Thread: Using PITR for creating Hot Standby

Using PITR for creating Hot Standby

From
"Dhaval Shah"
Date:
I am in a situation where we have to deploy a hot standby to a
postgres db server. There is no custom tablespace and all data files
are in $PGDATA

I was thinking of using PITR
[]http://www.postgresql.org/docs/8.1/static/backup-online.html] to
achieve that and here are my thoughts:

1. Continuously copy WAL files to the standby.
2. The standby is always in "recovery" mode, that is whenever it gets
a WAL file, it recovers to that WAL file.
3. Always copy the "incomplete WAL" file to a different location. This
is the "current" file.

When the standby is activated, it checks to see if it has any complete
WAL file to recover from? And if it has, it recovers to that file. At
the end it recovers to the incomplete current file and the standby is
now "recovered" up to a point in time.

My concerns are as follows?

1. Is the above feasible?
2. What are the gotchas if somebody has already done that?
3. Is there something I can do more efficiently?

I looked at SLONY and it can back up only tables with primary keys.
The current schema on the primary does not have all the tables with
primary keys and we cannot change the schema!


Thanks in advance
Dhaval Shah

Re: Using PITR for creating Hot Standby

From
Kenneth Downs
Date:
Dhaval Shah wrote:
> I am in a situation where we have to deploy a hot standby to a
> postgres db server. There is no custom tablespace and all data files
> are in $PGDATA
>
> I was thinking of using PITR
> []http://www.postgresql.org/docs/8.1/static/backup-online.html] to
> achieve that and here are my thoughts:

Same here.

>
> 1. Continuously copy WAL files to the standby.

Right.

> 2. The standby is always in "recovery" mode, that is whenever it gets
> a WAL file, it recovers to that WAL file.

This I decided against, only because traffic does not warrant it.  The
idea at this point was to let the WAL files pile up in the offsite
location and then work out a periodic schedule for running them, but it
would be more like once/week than continuously.
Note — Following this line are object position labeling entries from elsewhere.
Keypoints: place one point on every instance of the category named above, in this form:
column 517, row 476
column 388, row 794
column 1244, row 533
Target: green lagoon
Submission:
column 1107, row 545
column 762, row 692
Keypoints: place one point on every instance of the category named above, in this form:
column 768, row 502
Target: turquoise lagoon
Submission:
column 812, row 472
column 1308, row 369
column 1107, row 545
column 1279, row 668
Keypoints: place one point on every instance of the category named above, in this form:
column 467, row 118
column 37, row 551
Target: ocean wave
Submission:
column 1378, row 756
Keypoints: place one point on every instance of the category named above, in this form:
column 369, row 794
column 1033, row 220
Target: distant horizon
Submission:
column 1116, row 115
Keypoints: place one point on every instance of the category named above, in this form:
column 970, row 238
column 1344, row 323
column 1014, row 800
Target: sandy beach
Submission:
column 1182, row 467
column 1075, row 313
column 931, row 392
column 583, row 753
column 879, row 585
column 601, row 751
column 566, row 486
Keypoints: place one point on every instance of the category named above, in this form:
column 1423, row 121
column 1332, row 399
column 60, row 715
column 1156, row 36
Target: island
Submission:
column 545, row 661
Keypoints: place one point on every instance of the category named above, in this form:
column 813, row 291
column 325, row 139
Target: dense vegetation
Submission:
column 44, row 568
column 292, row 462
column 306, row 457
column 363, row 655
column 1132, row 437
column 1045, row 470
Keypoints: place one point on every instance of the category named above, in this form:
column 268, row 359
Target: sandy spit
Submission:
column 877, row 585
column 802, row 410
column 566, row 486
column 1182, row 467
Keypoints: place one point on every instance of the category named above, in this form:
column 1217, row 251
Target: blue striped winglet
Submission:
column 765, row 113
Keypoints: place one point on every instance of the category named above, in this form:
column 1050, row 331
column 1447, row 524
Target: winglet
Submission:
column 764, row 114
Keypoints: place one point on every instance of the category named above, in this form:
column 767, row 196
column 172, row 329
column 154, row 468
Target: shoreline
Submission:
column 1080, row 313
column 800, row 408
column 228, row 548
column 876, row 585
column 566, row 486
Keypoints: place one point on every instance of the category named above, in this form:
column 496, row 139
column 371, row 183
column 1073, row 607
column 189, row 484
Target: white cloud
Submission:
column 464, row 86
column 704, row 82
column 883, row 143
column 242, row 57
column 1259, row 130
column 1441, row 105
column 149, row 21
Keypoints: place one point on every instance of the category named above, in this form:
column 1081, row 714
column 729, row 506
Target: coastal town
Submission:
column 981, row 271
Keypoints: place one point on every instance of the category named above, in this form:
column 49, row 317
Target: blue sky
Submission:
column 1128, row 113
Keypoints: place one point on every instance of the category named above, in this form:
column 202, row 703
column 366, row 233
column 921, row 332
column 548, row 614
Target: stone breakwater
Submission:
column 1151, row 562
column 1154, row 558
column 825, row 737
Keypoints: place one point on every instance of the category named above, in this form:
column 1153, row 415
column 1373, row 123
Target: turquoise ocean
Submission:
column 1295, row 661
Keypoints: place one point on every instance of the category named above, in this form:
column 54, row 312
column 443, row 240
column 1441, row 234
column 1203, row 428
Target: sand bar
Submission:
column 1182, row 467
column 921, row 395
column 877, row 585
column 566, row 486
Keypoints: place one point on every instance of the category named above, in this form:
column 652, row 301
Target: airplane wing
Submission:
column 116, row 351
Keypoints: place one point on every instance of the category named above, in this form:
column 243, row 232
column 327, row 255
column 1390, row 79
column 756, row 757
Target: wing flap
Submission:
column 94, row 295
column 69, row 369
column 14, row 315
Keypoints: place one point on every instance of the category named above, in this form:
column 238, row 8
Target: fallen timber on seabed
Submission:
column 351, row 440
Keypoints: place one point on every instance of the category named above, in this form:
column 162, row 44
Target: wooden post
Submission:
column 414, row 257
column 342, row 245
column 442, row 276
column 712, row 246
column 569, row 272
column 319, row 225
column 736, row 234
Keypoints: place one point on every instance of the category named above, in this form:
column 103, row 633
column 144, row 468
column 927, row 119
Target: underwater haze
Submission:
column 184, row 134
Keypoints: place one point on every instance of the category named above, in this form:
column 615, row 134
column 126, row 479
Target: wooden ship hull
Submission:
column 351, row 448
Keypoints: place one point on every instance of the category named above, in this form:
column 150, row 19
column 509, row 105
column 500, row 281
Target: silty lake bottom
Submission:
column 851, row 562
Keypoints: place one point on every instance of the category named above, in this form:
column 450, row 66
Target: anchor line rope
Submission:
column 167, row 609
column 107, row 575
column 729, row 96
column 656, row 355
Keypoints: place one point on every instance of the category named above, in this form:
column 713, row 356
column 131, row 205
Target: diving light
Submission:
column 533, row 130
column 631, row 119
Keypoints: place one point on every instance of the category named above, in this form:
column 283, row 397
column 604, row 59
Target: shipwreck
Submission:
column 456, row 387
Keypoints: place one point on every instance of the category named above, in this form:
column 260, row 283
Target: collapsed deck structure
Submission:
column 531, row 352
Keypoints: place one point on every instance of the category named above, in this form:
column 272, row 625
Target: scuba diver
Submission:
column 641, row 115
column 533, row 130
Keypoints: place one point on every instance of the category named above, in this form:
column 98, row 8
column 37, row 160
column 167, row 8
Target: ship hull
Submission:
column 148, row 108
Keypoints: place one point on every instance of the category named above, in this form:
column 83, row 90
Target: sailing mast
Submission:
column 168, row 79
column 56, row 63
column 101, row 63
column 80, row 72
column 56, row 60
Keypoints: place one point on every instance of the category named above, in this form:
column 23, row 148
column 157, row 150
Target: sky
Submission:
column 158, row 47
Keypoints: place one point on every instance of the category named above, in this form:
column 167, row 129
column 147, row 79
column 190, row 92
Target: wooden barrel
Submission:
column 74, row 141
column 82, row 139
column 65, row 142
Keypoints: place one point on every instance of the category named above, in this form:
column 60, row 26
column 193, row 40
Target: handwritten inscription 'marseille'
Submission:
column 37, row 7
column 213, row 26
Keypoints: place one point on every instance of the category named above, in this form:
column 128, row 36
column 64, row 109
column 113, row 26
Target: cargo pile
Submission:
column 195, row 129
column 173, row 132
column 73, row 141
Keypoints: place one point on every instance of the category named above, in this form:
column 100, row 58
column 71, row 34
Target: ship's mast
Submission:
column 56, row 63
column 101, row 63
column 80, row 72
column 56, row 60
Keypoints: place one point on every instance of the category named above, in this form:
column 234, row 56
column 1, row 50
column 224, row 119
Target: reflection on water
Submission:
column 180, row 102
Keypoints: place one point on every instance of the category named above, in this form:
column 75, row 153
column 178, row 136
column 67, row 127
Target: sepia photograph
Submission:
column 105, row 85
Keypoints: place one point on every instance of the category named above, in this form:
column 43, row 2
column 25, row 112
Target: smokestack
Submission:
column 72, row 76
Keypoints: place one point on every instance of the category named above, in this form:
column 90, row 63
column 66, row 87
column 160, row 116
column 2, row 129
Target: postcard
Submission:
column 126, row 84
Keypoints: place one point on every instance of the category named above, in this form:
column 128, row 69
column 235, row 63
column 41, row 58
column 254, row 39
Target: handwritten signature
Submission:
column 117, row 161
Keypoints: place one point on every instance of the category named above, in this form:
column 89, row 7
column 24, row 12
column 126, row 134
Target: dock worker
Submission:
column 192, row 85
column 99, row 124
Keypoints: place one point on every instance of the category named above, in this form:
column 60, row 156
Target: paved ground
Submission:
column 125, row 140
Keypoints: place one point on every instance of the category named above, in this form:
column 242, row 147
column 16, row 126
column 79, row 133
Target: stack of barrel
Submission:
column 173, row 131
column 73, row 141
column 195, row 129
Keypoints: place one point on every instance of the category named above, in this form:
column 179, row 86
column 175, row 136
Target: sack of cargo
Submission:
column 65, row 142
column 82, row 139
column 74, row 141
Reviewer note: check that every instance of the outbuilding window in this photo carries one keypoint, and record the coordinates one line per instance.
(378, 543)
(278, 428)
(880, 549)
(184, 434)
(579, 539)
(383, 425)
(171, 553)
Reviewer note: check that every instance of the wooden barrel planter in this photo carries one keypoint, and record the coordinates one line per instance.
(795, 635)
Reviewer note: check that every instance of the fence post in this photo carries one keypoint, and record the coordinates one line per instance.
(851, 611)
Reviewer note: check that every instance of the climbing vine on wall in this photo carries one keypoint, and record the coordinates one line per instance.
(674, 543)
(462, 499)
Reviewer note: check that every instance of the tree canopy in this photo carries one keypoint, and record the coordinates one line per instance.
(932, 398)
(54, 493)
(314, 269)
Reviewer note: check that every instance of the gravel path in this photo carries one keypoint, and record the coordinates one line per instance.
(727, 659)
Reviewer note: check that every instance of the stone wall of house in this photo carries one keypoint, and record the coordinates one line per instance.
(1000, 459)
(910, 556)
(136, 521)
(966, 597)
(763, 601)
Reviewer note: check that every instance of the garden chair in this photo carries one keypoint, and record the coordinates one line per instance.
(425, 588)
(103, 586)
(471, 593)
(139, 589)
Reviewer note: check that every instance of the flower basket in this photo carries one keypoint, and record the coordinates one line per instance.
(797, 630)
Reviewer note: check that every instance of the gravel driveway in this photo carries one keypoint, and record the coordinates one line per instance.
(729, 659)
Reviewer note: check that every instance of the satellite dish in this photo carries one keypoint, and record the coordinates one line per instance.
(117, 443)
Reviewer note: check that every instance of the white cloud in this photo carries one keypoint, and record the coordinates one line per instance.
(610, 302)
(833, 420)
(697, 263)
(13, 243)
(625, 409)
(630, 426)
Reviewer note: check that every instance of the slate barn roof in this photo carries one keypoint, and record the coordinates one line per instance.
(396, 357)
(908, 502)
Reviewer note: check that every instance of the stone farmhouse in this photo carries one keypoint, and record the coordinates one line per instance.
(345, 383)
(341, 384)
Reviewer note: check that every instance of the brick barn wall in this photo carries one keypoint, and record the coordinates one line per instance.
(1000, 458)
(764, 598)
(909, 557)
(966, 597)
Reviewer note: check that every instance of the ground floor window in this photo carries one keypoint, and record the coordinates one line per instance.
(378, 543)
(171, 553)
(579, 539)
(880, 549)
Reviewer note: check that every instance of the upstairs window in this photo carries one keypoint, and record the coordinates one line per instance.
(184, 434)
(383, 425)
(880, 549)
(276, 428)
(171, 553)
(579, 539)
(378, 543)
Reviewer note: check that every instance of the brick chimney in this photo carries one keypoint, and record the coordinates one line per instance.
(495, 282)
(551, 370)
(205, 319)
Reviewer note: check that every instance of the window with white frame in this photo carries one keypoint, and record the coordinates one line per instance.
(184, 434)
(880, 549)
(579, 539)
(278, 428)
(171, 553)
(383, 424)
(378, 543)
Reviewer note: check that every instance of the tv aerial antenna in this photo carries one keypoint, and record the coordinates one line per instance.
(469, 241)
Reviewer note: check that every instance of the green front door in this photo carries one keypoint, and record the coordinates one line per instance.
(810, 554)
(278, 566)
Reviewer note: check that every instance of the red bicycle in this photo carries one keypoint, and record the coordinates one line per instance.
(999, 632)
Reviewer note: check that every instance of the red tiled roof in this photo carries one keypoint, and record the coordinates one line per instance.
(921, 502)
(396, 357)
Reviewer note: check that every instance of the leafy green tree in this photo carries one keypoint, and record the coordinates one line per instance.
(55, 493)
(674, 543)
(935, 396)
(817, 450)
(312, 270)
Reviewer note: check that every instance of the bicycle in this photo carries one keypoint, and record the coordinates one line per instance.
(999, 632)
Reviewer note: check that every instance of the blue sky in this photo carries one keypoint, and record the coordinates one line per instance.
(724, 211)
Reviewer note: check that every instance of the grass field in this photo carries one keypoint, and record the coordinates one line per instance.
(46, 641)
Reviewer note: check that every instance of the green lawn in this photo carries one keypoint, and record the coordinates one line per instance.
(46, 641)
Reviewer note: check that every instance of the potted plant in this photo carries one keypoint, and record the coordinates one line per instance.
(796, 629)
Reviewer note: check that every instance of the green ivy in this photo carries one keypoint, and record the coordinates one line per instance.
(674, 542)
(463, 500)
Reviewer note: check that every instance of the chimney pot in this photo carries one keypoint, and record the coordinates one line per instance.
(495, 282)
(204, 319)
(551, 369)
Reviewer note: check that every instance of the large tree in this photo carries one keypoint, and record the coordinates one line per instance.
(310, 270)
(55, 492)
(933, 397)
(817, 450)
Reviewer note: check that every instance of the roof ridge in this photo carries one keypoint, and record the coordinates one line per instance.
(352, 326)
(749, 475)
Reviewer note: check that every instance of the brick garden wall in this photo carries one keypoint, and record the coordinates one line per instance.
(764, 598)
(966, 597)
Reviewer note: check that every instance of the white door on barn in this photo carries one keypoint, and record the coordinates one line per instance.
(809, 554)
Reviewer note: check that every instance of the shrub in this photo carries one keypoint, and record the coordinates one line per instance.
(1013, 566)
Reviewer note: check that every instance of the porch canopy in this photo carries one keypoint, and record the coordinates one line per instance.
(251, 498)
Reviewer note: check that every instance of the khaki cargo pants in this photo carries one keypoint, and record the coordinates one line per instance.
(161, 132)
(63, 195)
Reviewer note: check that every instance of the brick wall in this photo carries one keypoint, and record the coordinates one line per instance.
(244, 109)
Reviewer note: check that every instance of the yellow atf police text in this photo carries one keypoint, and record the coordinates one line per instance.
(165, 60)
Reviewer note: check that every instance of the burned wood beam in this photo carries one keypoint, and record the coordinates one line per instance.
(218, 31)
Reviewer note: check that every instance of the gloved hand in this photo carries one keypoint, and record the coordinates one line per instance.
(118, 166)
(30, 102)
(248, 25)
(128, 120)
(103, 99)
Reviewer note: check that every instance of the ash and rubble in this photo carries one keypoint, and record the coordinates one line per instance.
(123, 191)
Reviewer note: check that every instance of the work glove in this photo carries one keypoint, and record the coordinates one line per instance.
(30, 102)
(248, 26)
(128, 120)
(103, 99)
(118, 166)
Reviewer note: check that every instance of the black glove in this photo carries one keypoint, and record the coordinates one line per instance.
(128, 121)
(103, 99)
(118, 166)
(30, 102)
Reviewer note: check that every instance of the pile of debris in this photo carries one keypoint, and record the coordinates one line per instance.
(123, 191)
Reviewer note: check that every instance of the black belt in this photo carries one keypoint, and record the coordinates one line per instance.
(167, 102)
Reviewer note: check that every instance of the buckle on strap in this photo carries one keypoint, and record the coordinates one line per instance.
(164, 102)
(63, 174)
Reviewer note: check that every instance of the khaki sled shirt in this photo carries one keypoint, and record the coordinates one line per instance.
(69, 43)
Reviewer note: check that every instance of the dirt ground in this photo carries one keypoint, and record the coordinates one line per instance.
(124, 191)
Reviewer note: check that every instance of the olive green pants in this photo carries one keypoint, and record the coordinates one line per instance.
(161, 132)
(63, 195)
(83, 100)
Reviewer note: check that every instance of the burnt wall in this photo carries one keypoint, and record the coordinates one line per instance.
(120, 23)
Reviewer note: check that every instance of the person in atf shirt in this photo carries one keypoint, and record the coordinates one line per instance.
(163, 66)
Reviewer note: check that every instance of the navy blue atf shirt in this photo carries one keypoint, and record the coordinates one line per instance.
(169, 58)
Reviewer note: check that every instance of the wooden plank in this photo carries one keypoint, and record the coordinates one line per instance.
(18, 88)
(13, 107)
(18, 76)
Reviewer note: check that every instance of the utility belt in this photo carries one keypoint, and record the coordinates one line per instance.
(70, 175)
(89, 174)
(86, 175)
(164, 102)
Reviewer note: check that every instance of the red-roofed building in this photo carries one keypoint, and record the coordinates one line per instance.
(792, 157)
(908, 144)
My thinking was that maintaining a 60-second failover is not really what
I'm after.  If the main server goes down, we would likely wait and hope
for up to 10 minutes before starting to make DNS changes.  During that
time we could always run a recovery of the WAL files and have the
standby easily ready in time.

Attachment

Re: Using PITR for creating Hot Standby

From
"Merlin Moncure"
Date:
On 2/13/07, Dhaval Shah <dhaval.shah.m@gmail.com> wrote:
> I am in a situation where we have to deploy a hot standby to a
> postgres db server. There is no custom tablespace and all data files
> are in $PGDATA
>
> I was thinking of using PITR
> []http://www.postgresql.org/docs/8.1/static/backup-online.html] to
> achieve that and here are my thoughts:
>
> 1. Continuously copy WAL files to the standby.
> 2. The standby is always in "recovery" mode, that is whenever it gets
> a WAL file, it recovers to that WAL file.
> 3. Always copy the "incomplete WAL" file to a different location. This
> is the "current" file.
>
> When the standby is activated, it checks to see if it has any complete
> WAL file to recover from? And if it has, it recovers to that file. At
> the end it recovers to the incomplete current file and the standby is
> now "recovered" up to a point in time.
>
> My concerns are as follows?
>
> 1. Is the above feasible?
> 2. What are the gotchas if somebody has already done that?
> 3. Is there something I can do more efficiently?
>
> I looked at SLONY and it can back up only tables with primary keys.
> The current schema on the primary does not have all the tables with
> primary keys and we cannot change the schema!

google pg_standby.  it is up and coming contrib module that does
exactly what you want.  transferring wal files from 'a' to 'b' can be
as simple as nfs mount, scp, you name it.